Paul became a member of the Chicago Surrealist Group in 1967, when he first met Franklin and Penelope Rosemont at Solidarity Bookshop and learned of their shared love for Peetie Wheatstraw. He was on the editorial board of Arsenal: Surrealist Subversion, English-language Journal of the International Surrealist Movement. Paul was the author of Rana Mozelle: Surrealist Texts (Black Swan Press, 1972). He co-edited with Franklin Rosemont and Penelope Rosemont The Forecast Is Hot! Tracts & Other Collective Declarations of the Surrealist Movement in the U.S., 1966-1976 (Black Swan Press, 1997).
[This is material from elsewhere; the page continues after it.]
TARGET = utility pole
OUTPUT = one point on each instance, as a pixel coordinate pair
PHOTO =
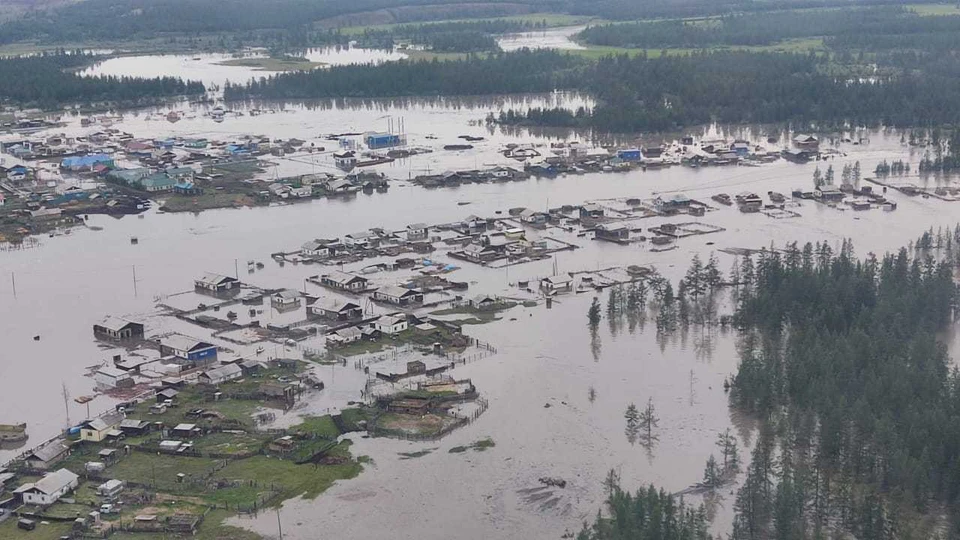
(66, 402)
He contributed to the Radical America special issue on “Surrealism in the Service of the Revolution” (January 1970) edited by Franklin Rosemont, as well as the “Surrealism in the USA” special issue of the journal Race Traitor (The New Abolitionists, 2001) and Surrealist Subversions: Rants, Writings and Images by the Surrealist Movement in the United States, (Autonomedia, 2002), the latter two publications edited by Ron Sakolsky.
Paul was a seller and aficionado of rare books: he was founding partner of Chicago Rare Books, and with Beth Garon, ran Beasley Books. He was a longtime board member of the Midwest Antiquarian Bookseller's Association. He also compiled the voluminous Kerr back catalog in The Charles H. Kerr Company Archives 1885–1985: A Century of Socialist and Labor Publishing (1985).
Paul had a passion for Freudian psychology, which he incorporated into his studies of blues and surrealism. He was known among his surrealist accomplices as a fine drawer of sailboats. We will miss him tremendously.